DevTools architecture refresh: migrating DevTools to TypeScript
Given the size of the DevTools codebase and the need for providing confidence to the engineers working on it, using a type checker is a necessity. To that end, DevTools adopted the Closure Compiler back in 2013. Adopting Closure enabled DevTools engineers to make changes with confidence; the Closure compiler would perform type checks to ensure that all system integrations were well-typed.
However, as time passed, alternative type checkers became popular in modern web development. Two notable examples are TypeScript and Flow. Moreover, TypeScript became an official programming language at Google.
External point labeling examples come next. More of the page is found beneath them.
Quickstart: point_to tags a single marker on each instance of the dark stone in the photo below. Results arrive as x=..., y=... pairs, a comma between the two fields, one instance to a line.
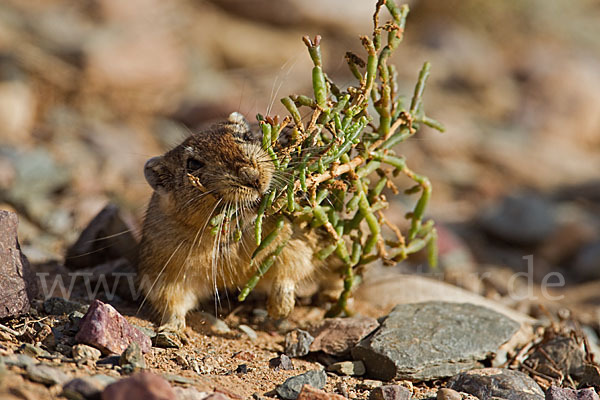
x=87, y=387
x=558, y=393
x=17, y=286
x=141, y=386
x=106, y=238
x=337, y=336
x=431, y=340
x=497, y=383
x=297, y=343
x=523, y=219
x=390, y=392
x=104, y=328
x=282, y=362
x=133, y=356
x=587, y=261
x=560, y=352
x=290, y=389
x=242, y=369
x=60, y=306
x=591, y=377
x=310, y=393
x=349, y=368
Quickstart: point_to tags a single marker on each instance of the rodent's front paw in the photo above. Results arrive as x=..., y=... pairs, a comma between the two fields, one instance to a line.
x=281, y=299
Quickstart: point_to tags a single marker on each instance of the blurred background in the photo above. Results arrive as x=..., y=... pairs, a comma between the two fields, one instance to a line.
x=90, y=89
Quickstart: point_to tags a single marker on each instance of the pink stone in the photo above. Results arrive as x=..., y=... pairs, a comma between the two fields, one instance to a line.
x=104, y=328
x=141, y=386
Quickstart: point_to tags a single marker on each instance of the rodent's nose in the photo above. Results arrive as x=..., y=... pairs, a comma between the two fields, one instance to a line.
x=250, y=177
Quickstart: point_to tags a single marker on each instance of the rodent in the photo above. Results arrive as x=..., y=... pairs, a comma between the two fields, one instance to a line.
x=180, y=262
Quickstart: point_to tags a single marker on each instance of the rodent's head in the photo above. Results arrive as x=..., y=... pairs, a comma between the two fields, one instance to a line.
x=224, y=164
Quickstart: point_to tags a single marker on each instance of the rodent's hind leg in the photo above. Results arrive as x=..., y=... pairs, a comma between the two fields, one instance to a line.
x=294, y=265
x=281, y=298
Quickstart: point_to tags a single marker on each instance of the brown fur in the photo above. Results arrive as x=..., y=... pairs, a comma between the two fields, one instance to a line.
x=180, y=262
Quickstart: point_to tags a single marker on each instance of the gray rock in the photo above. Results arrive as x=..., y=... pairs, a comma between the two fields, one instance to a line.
x=107, y=238
x=133, y=356
x=497, y=383
x=60, y=306
x=350, y=368
x=432, y=340
x=85, y=352
x=290, y=389
x=37, y=177
x=558, y=393
x=46, y=374
x=523, y=219
x=562, y=353
x=297, y=343
x=587, y=261
x=17, y=286
x=282, y=362
x=390, y=392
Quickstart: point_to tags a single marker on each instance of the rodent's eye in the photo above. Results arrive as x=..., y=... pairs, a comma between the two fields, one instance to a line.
x=194, y=165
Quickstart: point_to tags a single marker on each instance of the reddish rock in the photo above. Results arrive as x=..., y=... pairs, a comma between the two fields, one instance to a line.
x=337, y=336
x=17, y=286
x=142, y=386
x=104, y=328
x=558, y=393
x=310, y=393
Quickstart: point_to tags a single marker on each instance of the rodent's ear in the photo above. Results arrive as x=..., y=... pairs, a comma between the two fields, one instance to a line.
x=238, y=119
x=154, y=171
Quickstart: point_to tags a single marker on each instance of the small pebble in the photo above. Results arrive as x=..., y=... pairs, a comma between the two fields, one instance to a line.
x=448, y=394
x=143, y=385
x=349, y=368
x=133, y=357
x=558, y=393
x=46, y=374
x=33, y=351
x=310, y=393
x=249, y=332
x=290, y=389
x=282, y=362
x=297, y=343
x=60, y=306
x=84, y=352
x=167, y=340
x=390, y=392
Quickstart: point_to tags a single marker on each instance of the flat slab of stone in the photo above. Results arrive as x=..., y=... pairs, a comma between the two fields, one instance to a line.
x=497, y=383
x=426, y=341
x=17, y=285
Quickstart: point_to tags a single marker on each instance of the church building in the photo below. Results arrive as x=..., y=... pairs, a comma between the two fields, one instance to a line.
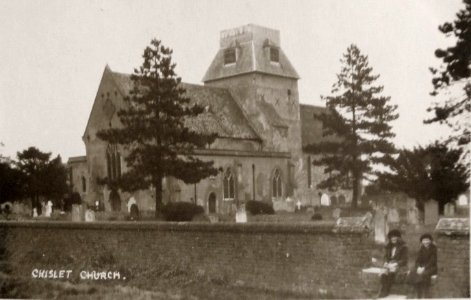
x=250, y=95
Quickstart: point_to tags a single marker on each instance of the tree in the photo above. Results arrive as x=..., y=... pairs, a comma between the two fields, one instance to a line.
x=452, y=81
x=356, y=126
x=427, y=173
x=32, y=163
x=153, y=129
x=11, y=182
x=42, y=177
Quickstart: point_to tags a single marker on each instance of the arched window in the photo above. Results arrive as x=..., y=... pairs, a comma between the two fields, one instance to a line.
x=229, y=185
x=113, y=162
x=276, y=185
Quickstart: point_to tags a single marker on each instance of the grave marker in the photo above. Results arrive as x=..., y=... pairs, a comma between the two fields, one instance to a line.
x=449, y=210
x=381, y=225
x=431, y=212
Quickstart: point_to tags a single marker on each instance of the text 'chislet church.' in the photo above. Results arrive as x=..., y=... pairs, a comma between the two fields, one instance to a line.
x=250, y=95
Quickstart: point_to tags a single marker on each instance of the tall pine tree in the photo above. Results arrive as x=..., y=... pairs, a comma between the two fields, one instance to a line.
x=452, y=81
x=357, y=121
x=153, y=128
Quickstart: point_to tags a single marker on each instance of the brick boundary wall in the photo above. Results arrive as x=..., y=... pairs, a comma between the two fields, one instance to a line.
x=453, y=265
x=294, y=259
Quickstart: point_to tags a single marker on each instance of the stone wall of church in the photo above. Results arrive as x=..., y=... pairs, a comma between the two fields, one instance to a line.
x=252, y=174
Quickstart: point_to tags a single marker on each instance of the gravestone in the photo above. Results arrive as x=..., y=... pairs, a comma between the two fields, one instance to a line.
x=463, y=200
x=131, y=201
x=325, y=200
x=449, y=210
x=393, y=216
x=367, y=219
x=89, y=215
x=413, y=215
x=241, y=215
x=431, y=212
x=134, y=214
x=48, y=210
x=333, y=201
x=298, y=205
x=336, y=213
x=76, y=213
x=381, y=225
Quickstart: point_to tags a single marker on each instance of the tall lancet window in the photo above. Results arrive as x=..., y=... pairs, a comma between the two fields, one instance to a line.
x=229, y=185
x=276, y=185
x=113, y=162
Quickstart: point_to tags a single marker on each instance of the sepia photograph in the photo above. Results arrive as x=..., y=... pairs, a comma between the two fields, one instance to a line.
x=235, y=149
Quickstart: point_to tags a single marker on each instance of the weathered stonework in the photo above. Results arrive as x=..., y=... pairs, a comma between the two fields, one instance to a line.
x=253, y=106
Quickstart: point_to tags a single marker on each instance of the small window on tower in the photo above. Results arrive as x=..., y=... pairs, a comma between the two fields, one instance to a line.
x=229, y=56
x=274, y=54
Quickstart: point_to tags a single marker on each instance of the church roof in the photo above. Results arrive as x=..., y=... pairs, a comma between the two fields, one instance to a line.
x=311, y=128
x=222, y=115
x=252, y=44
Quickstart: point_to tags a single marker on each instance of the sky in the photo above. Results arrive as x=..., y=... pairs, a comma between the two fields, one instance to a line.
x=53, y=54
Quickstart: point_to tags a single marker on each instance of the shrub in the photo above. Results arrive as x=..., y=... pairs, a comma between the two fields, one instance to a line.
x=259, y=208
x=181, y=211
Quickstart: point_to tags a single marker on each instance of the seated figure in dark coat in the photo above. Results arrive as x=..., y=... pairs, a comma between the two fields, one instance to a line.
x=395, y=262
x=425, y=266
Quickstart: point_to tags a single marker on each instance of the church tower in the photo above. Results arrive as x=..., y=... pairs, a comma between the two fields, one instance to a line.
x=252, y=66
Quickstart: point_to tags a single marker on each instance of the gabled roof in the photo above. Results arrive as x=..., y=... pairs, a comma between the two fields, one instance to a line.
x=222, y=115
x=77, y=159
x=311, y=128
x=252, y=44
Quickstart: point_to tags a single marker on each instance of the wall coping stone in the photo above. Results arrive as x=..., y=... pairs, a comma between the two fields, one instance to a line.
x=325, y=227
x=452, y=226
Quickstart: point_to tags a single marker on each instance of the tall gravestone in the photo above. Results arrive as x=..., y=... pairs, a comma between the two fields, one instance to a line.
x=449, y=210
x=431, y=212
x=76, y=213
x=413, y=215
x=381, y=224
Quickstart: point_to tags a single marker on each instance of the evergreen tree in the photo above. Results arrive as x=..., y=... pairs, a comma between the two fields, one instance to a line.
x=427, y=173
x=153, y=130
x=357, y=121
x=452, y=81
x=41, y=176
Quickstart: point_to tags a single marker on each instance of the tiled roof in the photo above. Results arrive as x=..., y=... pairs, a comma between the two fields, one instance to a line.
x=223, y=116
x=252, y=57
x=77, y=159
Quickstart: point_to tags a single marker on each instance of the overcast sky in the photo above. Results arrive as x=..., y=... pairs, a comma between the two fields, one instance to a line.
x=53, y=54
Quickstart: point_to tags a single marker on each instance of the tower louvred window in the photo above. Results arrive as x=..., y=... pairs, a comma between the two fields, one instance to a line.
x=229, y=56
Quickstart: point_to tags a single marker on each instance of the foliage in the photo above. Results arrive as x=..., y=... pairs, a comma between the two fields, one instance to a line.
x=153, y=129
x=181, y=211
x=259, y=208
x=11, y=182
x=316, y=217
x=452, y=81
x=427, y=173
x=356, y=126
x=42, y=176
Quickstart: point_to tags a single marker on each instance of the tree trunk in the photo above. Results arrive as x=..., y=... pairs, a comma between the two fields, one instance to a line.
x=158, y=196
x=355, y=191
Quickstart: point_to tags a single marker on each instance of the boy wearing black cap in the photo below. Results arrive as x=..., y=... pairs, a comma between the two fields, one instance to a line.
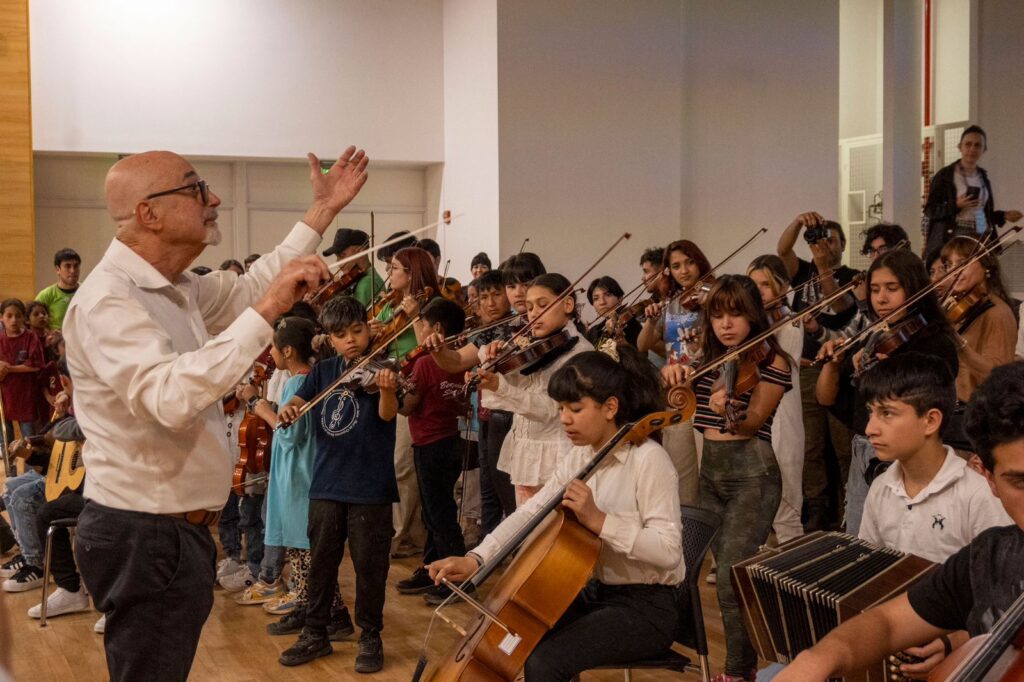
x=347, y=243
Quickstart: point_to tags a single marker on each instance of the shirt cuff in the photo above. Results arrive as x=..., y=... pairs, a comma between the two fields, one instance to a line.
x=302, y=239
x=620, y=533
x=251, y=332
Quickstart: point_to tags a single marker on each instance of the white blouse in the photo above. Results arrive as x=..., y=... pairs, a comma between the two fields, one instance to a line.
x=637, y=488
x=536, y=439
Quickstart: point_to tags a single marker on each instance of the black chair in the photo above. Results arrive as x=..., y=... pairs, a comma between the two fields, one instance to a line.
x=699, y=528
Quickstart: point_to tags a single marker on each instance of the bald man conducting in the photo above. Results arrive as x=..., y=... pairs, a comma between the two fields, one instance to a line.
x=152, y=349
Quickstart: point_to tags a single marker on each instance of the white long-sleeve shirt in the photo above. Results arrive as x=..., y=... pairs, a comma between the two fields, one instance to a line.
x=637, y=488
x=151, y=360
While these new type checkers increased in popularity, we also noticed that we were shipping regressions that should have been caught by a type checker. Therefore, we decided to re-evaluate our choice of type checker and figure out the next steps for development on DevTools.
Evaluating type checkers #
Since DevTools was already using a type checker, the question for us to answer was:
Do we keep on using Closure Compiler or migrate to a new type checker?
To answer this question, we had to evaluate the type checkers on several characteristics. Since our usage of a type checker focuses on engineer confidence, the most important aspect for us is type correctness. In other words: How reliable is a type checker at discovering real issues?
Our evaluation focused on the regressions we had shipped and determining what the root causes of them would be. The assumption here is that, because we were using the Closure Compiler already, Closure would not have caught these issues. Thus, we would have to determine whether any other type checker would have been able to.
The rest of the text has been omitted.